Everyone needs healthcare, some more than others, due to chronic or long term illnesses…but are we in a healthcare crisis? Is there a lack of ‘good’ doctors in the field, or is it something we think is true? After doing some research and literally asking some of my own doctors this question, I’d say…yes, there are plenty of problems in our system. However, how it all began is somewhat vague to me; though I have my own opinion.

You might be surprised to know that Primary Physicians as well as Family Practitioners are now facing a shortage in the U.S. and the numbers are staggering. The Association of American Medical Colleges (AAMC) predicts the shortage to be as many as 122,000 physicians by 2032. The numbers are divided, projecting shortages to be shared between primary doctors (21,100-55,200) and specialty docs (24,800-65,800). I’ve already felt the crunch when it comes to doctors, because it takes months to get in for specialty physician. A scheduled endoscopy was done in June and the follow-up appointment was scheduled for October! I was in disbelief, but according to the doctors’ receptionist, that’s how far ‘established’ patients are being booked out; it’s sheer craziness.

The growing and aging population is driving up the demand for physicians, and those doctors we’ve had for most of our lives…are seeking retirement soon; some have even taken earlier retirements, due to the changes in our healthcare systems. The quality of care is also suffering. I just read that doctors have an average of 8 minutes to meet, greet and diagnose their patients, which we all know is merely impossible. I’ve been told by a doctor that I’m a complicated patient, which is valid. Having many specialty doctors, I feel I can tell the good from the ‘not’ so good physicians. What’s most difficult is to find is one that cares enough about their patients to not give up on them; meaning they’re willing to take on the challenge of diagnosing the issue. If it’s not in their ‘wheelhouse’ so-to-speak, then they just send you to the next one.

Another problem in the healthcare field…Communication. Years ago, physicians actually spoke with one another about their patients, but then computers became the way instead of paper charts. So, while some were excited about this progress, others not so much. Physicians had to learn computers, while trying to concentrate on their patients. Recently in one of my office visits they were upgrading their computer systems and my doctor (close to retirement) expressed a lot of frustration with the computer, while others had eagerly accepted it. Also, the electronic chart is how they communicate with colleagues in what they call a ‘Smart Chart.’ It’s an electronic health record chart, and is readily used by all physicians, no matter where services were provided.

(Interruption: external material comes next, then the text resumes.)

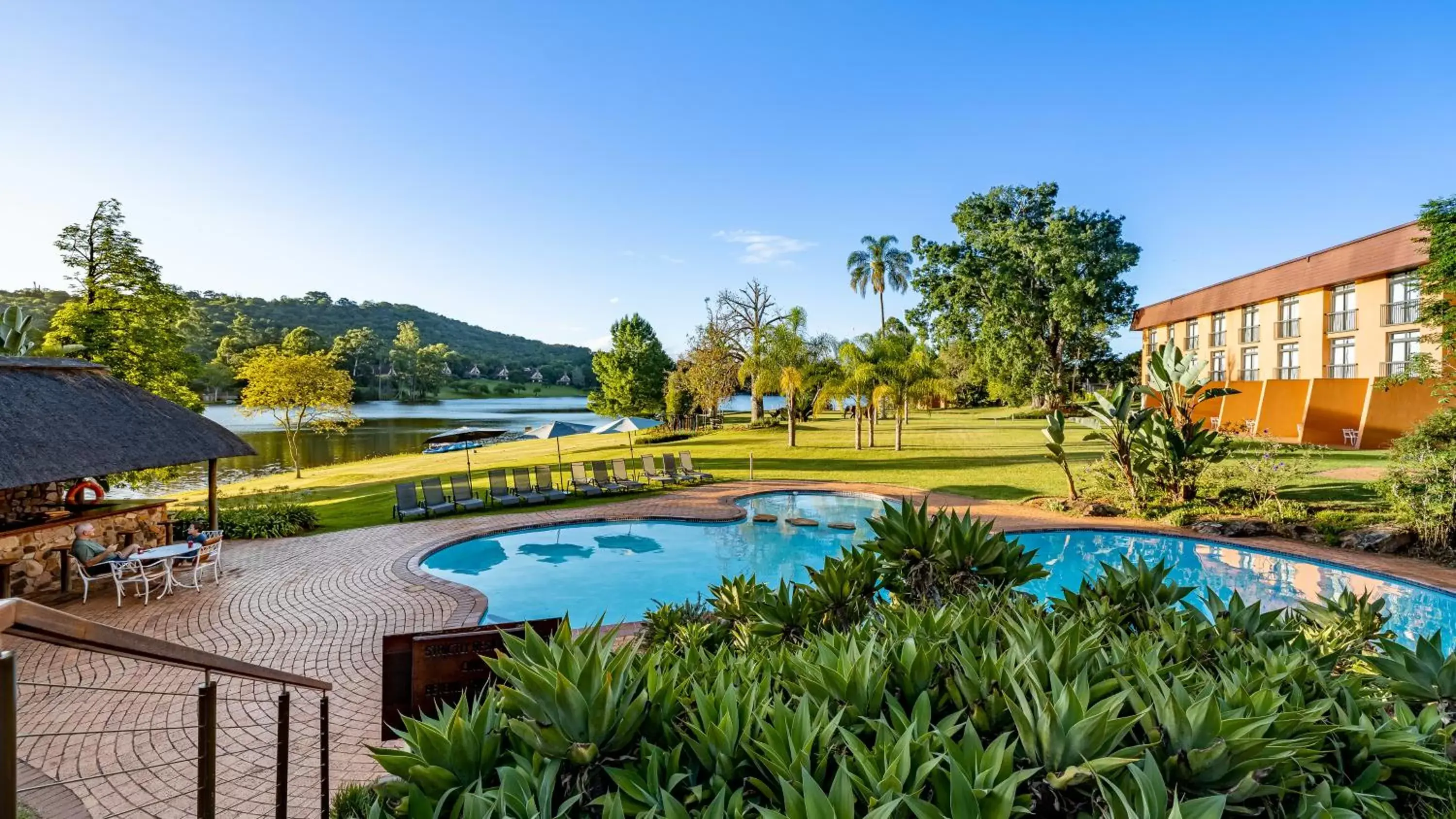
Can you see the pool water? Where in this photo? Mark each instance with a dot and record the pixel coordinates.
(618, 569)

Part of the declining health field (as far as cost) is in the Emergency Rooms. Not the ER itself, but those who abuse it, are costing Americans everywhere. I’ve been in the ER with a real illness, but I see people that shouldn’t be there (someone with a cold); and then bring 5 family members that want to hang out for television viewing or meals; seriously? Now hospitals have to put up signs, “Please, Only 1 Person Allowed” or something similar. Is our healthcare changing today? You bet it is, and it’s not going in a good direction. You can find other statistics at the AAMC website aamc.org

One last mention…a blog by a physician that truly cares and shares excellent articles (Kevin MD)….and remember, we must all be our own advocates for better health.